SEC Delays Rule 606, Again


The U.S. Securities and Exchange Commission is giving a bit more time for broker-dealers to comply with new rules that mandate more transparency in trade routing. 

The Commission “is granting a temporary exemption from reporting obligations under Rules 606(a) and 606(b)(3) to provide additional time for broker-dealers to complete the development of systems and processes necessary to begin collecting the data required by the rule,” the SEC said in a Sept. 4 order. 

The SEC voted in November 2018 to amend Rule 606, which requires broker-dealers to disclose to investors new and enhanced information about the way they handle investors’ orders. Rule 606(a) pertains to ‘held’ order flow, for which a trader is held to the duty of best execution, while 606(b) covers ‘not held’ order flow, for which broker-dealers have price and time discretion.  

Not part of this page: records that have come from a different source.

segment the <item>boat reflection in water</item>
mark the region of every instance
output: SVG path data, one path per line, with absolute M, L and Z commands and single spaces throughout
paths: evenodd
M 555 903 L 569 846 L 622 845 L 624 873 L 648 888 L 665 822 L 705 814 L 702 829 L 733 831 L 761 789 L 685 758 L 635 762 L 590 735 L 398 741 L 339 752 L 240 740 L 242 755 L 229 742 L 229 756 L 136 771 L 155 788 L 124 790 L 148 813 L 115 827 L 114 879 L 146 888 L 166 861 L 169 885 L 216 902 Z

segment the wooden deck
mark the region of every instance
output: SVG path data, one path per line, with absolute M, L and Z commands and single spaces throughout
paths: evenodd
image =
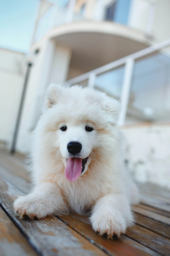
M 97 235 L 88 218 L 76 215 L 20 220 L 12 203 L 31 185 L 23 158 L 0 151 L 0 255 L 170 255 L 170 191 L 140 186 L 136 223 L 115 240 Z

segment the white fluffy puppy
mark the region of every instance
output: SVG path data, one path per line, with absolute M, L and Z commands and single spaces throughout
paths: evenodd
M 15 201 L 17 215 L 37 219 L 91 210 L 97 233 L 119 236 L 133 223 L 138 194 L 125 169 L 118 102 L 92 89 L 52 84 L 46 104 L 32 152 L 35 187 Z

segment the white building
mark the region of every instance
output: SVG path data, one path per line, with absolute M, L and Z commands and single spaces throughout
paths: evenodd
M 170 12 L 169 0 L 59 0 L 58 4 L 41 0 L 17 150 L 30 150 L 50 83 L 93 86 L 121 100 L 120 124 L 127 135 L 127 157 L 137 178 L 167 185 L 170 53 L 165 47 L 170 42 L 157 51 L 152 46 L 170 38 Z M 153 125 L 160 121 L 166 125 Z M 140 138 L 142 146 L 138 147 Z M 163 178 L 153 175 L 153 179 L 152 170 L 159 173 L 160 166 Z
M 25 76 L 24 53 L 0 48 L 0 146 L 12 140 Z

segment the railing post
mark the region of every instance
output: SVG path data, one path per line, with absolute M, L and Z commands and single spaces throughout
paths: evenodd
M 149 14 L 148 18 L 148 24 L 146 29 L 147 34 L 148 35 L 152 34 L 154 17 L 154 11 L 155 4 L 152 1 L 150 1 L 149 7 Z
M 134 60 L 130 59 L 125 64 L 124 76 L 120 95 L 120 112 L 118 125 L 123 125 L 126 119 L 134 66 Z
M 70 0 L 68 4 L 67 13 L 66 18 L 67 22 L 71 22 L 73 19 L 75 5 L 76 0 Z
M 94 19 L 97 21 L 100 21 L 103 19 L 104 12 L 105 2 L 104 0 L 98 0 L 94 13 Z
M 93 88 L 95 85 L 95 80 L 96 76 L 94 73 L 91 73 L 89 76 L 89 80 L 88 81 L 88 87 Z

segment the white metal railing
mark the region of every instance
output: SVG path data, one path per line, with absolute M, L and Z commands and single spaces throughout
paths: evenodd
M 169 46 L 170 46 L 170 39 L 152 45 L 67 80 L 63 85 L 67 86 L 70 86 L 78 84 L 81 85 L 81 82 L 88 79 L 88 86 L 93 87 L 95 86 L 95 79 L 97 75 L 125 65 L 125 68 L 120 97 L 121 111 L 119 123 L 119 125 L 123 125 L 125 122 L 127 112 L 135 61 L 142 57 L 147 56 L 151 53 L 163 50 L 165 47 Z
M 132 1 L 133 4 L 131 4 L 128 11 L 128 20 L 125 25 L 143 31 L 146 35 L 151 35 L 152 33 L 154 18 L 154 2 L 153 2 L 153 0 L 142 0 L 145 4 L 146 3 L 147 6 L 145 7 L 146 9 L 143 10 L 143 12 L 141 12 L 140 8 L 138 7 L 137 5 L 135 4 L 135 3 L 137 2 L 138 1 L 138 0 Z M 106 6 L 105 0 L 96 1 L 95 6 L 93 7 L 94 9 L 92 10 L 91 13 L 92 14 L 91 14 L 91 17 L 90 17 L 86 15 L 82 16 L 78 12 L 75 12 L 77 2 L 77 0 L 70 0 L 67 6 L 63 7 L 59 6 L 57 3 L 53 3 L 52 6 L 37 21 L 33 41 L 38 41 L 50 29 L 63 24 L 82 20 L 100 21 L 105 20 L 105 13 L 107 6 Z M 140 2 L 141 3 L 141 0 L 140 0 Z M 143 27 L 142 24 L 141 24 L 141 19 L 142 21 L 142 23 L 144 23 L 145 24 Z M 138 22 L 137 20 L 138 20 Z M 113 20 L 112 21 L 122 23 L 119 19 L 118 20 Z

Broker-dealers now have until January 1, 2020 to comply with Rule 606(a); broker-dealers who self-route have until the same date to comply with Rule 606(b)(3), while broker-dealers who self-route have until April 1, 2020 to comply with Rule 606(b)(3). The effective date had been Sept. 30, 2019, which itself was pushed back from May 20. 

The SEC, through its Division of Trading and Markets, noted that the Financial Information Forum and Security Traders Association had requested the delay, on the premise that the industry wouldn’t be ready for Sept. 30. 

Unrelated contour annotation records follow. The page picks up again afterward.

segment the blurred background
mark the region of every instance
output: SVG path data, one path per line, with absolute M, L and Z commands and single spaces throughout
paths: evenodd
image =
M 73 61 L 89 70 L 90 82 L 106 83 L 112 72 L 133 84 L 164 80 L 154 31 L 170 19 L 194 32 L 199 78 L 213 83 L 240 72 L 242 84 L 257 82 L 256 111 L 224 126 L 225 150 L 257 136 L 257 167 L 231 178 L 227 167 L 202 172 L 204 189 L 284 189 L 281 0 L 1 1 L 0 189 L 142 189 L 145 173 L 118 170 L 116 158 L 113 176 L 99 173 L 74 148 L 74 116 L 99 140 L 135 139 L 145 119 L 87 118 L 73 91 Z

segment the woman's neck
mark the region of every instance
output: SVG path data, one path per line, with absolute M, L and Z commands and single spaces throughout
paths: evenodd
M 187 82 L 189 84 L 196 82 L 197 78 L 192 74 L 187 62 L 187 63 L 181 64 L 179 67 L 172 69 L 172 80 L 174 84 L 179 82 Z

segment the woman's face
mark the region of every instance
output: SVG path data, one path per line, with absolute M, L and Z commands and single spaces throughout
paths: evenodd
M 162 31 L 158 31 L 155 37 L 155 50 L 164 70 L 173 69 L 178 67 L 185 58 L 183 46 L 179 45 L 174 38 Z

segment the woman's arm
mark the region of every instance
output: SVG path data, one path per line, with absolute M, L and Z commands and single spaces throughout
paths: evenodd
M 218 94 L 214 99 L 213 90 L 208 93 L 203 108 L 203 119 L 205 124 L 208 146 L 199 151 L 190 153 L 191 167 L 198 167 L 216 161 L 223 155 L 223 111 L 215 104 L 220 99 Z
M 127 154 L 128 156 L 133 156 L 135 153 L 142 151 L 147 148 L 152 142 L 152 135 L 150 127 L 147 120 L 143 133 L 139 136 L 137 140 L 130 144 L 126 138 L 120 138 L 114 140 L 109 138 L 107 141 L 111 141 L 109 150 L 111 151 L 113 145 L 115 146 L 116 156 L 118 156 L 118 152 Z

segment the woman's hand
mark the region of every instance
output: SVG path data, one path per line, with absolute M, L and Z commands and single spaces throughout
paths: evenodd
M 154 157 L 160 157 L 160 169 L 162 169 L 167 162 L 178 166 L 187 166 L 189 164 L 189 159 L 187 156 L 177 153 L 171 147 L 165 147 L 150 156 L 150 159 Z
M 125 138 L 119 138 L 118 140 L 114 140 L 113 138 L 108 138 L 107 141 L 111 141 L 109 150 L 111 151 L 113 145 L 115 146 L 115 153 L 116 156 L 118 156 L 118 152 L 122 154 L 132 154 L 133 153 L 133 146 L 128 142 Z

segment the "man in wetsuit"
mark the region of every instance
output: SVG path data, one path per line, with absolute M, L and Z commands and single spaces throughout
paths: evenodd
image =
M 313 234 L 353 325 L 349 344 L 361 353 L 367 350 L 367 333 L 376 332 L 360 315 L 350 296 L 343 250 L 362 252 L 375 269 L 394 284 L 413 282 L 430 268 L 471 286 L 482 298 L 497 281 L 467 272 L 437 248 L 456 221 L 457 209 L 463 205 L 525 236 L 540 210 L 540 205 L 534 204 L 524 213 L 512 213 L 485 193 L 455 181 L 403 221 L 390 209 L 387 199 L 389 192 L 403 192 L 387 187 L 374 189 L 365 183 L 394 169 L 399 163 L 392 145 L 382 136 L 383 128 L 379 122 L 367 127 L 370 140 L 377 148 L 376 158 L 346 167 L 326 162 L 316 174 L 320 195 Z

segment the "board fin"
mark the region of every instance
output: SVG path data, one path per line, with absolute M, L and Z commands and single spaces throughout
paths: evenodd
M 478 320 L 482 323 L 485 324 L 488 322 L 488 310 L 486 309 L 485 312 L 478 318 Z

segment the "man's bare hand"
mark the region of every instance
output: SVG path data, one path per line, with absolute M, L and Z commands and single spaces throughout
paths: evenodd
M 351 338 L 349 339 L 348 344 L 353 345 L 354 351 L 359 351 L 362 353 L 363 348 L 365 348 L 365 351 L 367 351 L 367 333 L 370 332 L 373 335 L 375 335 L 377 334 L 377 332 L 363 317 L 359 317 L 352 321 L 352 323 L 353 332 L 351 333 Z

There are challenges “with the Rule 606(b)(3) requirement that (a broker-dealer) provide customer-specific reports of data regarding its handling of customers’ not held NMS stock orders,” the SEC noted, citing the FIF and STA. 

In addition, “these challenges are greater when a broker-dealer must report the information required under Rule 606(b)(3) for orders handled using the order routing systems of another broker-dealer than they are for orders handled using a broker-dealer’s own systems.”